President Donald Trump stated on Friday that South African farmers were welcome to settle in the United States, reaffirming his claims that the government was “confiscating” land from white people, and declared an end to federal support.
Trump announced on his Truth Social platform that “any farmer (with family!) from South Africa, seeking to flee that country for reasons of safety, will be invited into the United States of America with a rapid pathway to citizenship.”
He declared the nation a “bad place to be right now” and said the process would start immediately.
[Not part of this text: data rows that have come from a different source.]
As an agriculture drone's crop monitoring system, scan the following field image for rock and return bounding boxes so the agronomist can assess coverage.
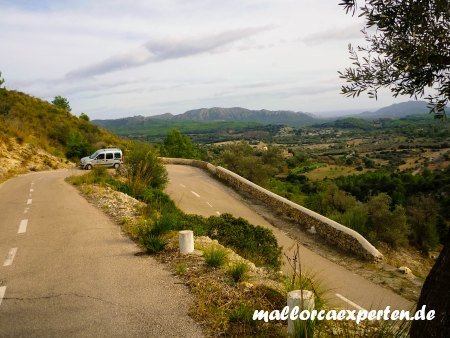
[397,266,412,275]
[239,282,254,289]
[306,225,317,235]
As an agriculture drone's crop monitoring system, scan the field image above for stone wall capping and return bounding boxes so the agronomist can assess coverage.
[161,158,383,262]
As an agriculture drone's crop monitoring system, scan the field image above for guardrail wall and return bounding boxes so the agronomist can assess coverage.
[161,158,383,262]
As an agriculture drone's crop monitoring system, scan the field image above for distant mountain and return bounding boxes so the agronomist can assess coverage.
[353,101,430,119]
[92,107,321,128]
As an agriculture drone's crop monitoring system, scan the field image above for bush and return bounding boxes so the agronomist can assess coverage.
[66,133,94,160]
[203,249,228,268]
[139,234,167,254]
[208,214,281,269]
[125,142,167,195]
[228,262,249,283]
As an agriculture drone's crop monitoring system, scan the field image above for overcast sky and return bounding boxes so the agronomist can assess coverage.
[0,0,407,119]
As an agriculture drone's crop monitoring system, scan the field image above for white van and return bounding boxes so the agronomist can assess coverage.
[80,148,123,170]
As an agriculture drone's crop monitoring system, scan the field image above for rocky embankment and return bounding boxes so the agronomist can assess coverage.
[0,138,75,182]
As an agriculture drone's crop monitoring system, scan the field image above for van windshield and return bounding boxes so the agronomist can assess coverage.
[89,150,99,159]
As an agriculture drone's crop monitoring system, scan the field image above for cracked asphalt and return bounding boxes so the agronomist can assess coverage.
[0,170,202,337]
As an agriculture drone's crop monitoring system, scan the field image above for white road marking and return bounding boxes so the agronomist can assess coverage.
[191,190,200,197]
[0,286,6,305]
[3,248,17,266]
[336,293,365,310]
[17,219,28,234]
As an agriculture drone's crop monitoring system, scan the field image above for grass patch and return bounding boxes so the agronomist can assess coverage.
[228,262,250,283]
[203,248,228,268]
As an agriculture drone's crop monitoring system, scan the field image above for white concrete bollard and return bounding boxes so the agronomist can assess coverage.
[287,290,314,336]
[178,230,194,254]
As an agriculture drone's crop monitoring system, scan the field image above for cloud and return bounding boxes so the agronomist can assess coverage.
[298,23,363,45]
[66,26,271,79]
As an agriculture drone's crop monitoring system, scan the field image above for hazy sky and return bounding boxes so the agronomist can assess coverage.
[0,0,407,118]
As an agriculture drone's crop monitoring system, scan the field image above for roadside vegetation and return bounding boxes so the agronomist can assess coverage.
[0,88,127,161]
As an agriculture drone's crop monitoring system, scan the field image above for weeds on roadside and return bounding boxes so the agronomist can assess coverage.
[203,248,228,268]
[227,262,249,283]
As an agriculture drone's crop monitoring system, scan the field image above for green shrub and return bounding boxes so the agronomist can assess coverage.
[66,132,95,160]
[139,234,167,254]
[228,303,257,326]
[228,262,249,283]
[175,262,186,275]
[203,248,228,268]
[208,214,281,269]
[125,142,167,195]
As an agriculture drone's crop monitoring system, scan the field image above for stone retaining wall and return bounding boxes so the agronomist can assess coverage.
[162,158,383,262]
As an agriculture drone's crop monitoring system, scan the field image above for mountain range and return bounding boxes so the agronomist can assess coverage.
[93,107,321,128]
[352,101,430,119]
[92,101,442,129]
He also declared that all US aid to Pretoria would be cancelled.
Trump and Pretoria are embroiled in a diplomatic dispute over a property expropriation act that the Republican leader claims would result in the acquisition of farms owned by white people.
The president of South Africa quickly reacted, declaring in a statement that it would refrain from using “counterproductive loudhailer diplomacy.”
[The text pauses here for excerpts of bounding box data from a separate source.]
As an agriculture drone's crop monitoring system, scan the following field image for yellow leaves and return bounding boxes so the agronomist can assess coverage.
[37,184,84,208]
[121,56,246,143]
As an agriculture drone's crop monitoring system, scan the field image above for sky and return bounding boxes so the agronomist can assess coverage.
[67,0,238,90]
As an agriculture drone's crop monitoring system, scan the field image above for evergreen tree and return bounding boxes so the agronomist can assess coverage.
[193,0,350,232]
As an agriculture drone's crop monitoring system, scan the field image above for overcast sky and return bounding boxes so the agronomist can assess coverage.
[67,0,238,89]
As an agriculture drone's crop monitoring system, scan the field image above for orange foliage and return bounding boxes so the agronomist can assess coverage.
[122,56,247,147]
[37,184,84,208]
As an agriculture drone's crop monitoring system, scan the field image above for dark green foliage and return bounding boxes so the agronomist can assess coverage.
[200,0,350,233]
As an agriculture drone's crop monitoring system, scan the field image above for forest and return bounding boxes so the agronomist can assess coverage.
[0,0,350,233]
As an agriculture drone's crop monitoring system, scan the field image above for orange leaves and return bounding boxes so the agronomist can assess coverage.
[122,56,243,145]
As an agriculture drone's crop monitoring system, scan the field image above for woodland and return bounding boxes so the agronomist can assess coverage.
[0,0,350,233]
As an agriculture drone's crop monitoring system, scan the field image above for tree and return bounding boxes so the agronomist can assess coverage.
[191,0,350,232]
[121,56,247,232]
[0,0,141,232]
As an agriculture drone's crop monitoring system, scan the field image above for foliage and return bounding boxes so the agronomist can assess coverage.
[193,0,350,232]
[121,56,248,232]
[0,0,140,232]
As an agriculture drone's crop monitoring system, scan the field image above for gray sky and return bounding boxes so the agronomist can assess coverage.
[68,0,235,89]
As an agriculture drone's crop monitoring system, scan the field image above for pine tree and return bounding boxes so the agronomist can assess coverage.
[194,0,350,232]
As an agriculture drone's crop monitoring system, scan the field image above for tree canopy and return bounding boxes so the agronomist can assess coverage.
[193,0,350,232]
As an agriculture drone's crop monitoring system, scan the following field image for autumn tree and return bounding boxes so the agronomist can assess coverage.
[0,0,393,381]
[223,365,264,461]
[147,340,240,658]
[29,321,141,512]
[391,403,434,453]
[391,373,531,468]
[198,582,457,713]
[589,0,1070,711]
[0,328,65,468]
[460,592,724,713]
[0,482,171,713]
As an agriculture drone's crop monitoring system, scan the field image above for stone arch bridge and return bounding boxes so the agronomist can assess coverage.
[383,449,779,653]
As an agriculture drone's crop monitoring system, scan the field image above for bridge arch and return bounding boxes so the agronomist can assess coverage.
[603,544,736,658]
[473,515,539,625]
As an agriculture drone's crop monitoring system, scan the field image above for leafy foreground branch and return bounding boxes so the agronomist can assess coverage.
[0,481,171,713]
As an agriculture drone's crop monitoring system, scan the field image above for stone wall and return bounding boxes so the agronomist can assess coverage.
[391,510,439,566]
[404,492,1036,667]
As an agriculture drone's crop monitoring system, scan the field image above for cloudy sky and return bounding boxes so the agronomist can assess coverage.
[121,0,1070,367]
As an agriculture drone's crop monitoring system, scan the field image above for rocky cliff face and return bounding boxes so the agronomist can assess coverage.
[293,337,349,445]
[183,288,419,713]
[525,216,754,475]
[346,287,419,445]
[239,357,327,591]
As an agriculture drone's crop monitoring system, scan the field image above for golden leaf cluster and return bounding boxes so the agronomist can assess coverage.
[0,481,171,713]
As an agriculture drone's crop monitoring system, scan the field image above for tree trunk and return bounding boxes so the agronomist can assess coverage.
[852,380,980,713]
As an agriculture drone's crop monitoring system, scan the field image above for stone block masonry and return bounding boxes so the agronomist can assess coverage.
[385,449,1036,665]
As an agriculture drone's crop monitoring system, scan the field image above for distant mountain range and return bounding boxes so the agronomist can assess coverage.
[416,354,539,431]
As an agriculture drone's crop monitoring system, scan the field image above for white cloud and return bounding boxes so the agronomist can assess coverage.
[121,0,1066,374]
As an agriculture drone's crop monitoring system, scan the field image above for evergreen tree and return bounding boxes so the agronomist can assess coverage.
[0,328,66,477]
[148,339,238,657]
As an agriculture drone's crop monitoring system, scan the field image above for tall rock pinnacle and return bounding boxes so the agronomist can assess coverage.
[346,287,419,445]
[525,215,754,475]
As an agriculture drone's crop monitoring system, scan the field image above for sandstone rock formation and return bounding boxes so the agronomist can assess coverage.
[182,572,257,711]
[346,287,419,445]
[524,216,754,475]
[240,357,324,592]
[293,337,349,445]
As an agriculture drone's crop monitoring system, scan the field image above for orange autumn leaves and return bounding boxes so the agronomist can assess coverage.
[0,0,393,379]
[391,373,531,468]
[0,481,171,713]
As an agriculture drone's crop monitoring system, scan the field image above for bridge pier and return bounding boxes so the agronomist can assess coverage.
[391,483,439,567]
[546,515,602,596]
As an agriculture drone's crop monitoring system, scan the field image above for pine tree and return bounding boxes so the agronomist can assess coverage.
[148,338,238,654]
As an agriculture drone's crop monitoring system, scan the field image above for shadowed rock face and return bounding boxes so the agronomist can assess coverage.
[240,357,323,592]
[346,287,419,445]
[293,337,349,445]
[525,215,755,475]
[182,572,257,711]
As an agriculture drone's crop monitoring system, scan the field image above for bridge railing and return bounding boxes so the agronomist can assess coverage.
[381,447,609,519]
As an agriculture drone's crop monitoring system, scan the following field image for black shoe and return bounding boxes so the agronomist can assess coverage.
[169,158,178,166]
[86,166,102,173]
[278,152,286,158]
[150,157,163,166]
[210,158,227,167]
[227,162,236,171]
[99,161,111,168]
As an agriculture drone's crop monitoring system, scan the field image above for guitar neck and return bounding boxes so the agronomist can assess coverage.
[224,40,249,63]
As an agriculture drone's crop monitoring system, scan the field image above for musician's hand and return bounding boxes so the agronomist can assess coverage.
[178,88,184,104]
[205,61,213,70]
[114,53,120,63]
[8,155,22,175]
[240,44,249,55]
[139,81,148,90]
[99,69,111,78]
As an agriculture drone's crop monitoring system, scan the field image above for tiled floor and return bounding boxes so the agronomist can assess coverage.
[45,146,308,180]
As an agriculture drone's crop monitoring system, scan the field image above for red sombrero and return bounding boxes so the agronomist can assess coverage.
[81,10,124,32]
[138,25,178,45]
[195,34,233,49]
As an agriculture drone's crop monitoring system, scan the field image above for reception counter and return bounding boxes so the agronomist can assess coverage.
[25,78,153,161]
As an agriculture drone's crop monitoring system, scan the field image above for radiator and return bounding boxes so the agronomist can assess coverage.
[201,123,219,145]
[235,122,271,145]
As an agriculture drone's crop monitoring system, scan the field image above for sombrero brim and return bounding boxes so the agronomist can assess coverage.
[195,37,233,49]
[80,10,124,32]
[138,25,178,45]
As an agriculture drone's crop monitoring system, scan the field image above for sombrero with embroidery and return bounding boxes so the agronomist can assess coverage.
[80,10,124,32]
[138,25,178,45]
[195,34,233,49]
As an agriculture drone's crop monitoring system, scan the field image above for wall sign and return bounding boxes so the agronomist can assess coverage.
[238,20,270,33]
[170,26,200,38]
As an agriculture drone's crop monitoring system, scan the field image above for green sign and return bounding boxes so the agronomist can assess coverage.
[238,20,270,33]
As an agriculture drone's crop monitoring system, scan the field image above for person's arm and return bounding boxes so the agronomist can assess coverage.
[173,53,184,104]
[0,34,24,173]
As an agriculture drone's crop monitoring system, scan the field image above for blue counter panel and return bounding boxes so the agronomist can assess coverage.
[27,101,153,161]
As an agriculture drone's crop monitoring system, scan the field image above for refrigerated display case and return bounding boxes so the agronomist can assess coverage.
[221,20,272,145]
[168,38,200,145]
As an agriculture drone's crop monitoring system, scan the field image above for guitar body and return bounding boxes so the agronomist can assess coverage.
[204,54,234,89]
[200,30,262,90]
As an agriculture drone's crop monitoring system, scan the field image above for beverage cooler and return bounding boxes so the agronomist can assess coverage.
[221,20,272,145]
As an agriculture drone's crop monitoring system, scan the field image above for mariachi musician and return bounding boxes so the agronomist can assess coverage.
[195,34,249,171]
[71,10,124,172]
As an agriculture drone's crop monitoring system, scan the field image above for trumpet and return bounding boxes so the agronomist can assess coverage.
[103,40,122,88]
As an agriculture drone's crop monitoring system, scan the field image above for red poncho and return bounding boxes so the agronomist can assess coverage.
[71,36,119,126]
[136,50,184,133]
Trump, whose close aide Elon Musk was born in South Africa, said in February that a bill approved the month before would “enable the government of South Africa to seize ethnic minority Afrikaners’ agricultural property without compensation.”
According to the law, the government may, under specific conditions, provide “nil compensation” for property that it chooses to expropriate in the public interest.
South Africa was brutally dominated by English and Afrikaner colonists until 1994, depriving the black majority of their political and economic rights.
Three decades after the end of apartheid, the majority of farmland is still owned by white people, a historical disparity in property ownership that the new law aims to rectify.
However, Trump said the nation was “being terrible, plus, to long-time farmers in the country.”
On trade, diplomacy, and other matters, South African President Cyril Ramaphosa has stated his desire to reach a consensus with the new US administration.
Ramaphosa declared in February that Pretoria would send a delegation to Washington to resolve several concerns.
According to him, “We would like to go to the United States to do a deal,” when speaking with Richard Gnodde, vice chairman of Goldman Sachs.
“We don’t want to go and explain ourselves; we want to go and do a meaningful deal with the United States on a whole range of issues,” he explained.
Soon after the US president took office in January, Ramaphosa claimed to have had a “wonderful” phone conversation with Trump. However, he said that things “seemed to go a little bit off the rails” afterward.
While far-right conspiracy theorist Laura Loomer, who accompanied Trump to campaign events, expressed concerns about increasing immigration in the United States, many of Trump’s prominent fans praised his leadership on social media.
“First, we should try to increase the number of mass deportations. She said on X that “immigration won’t improve if more people arrive while deportation rates stay incredibly low.”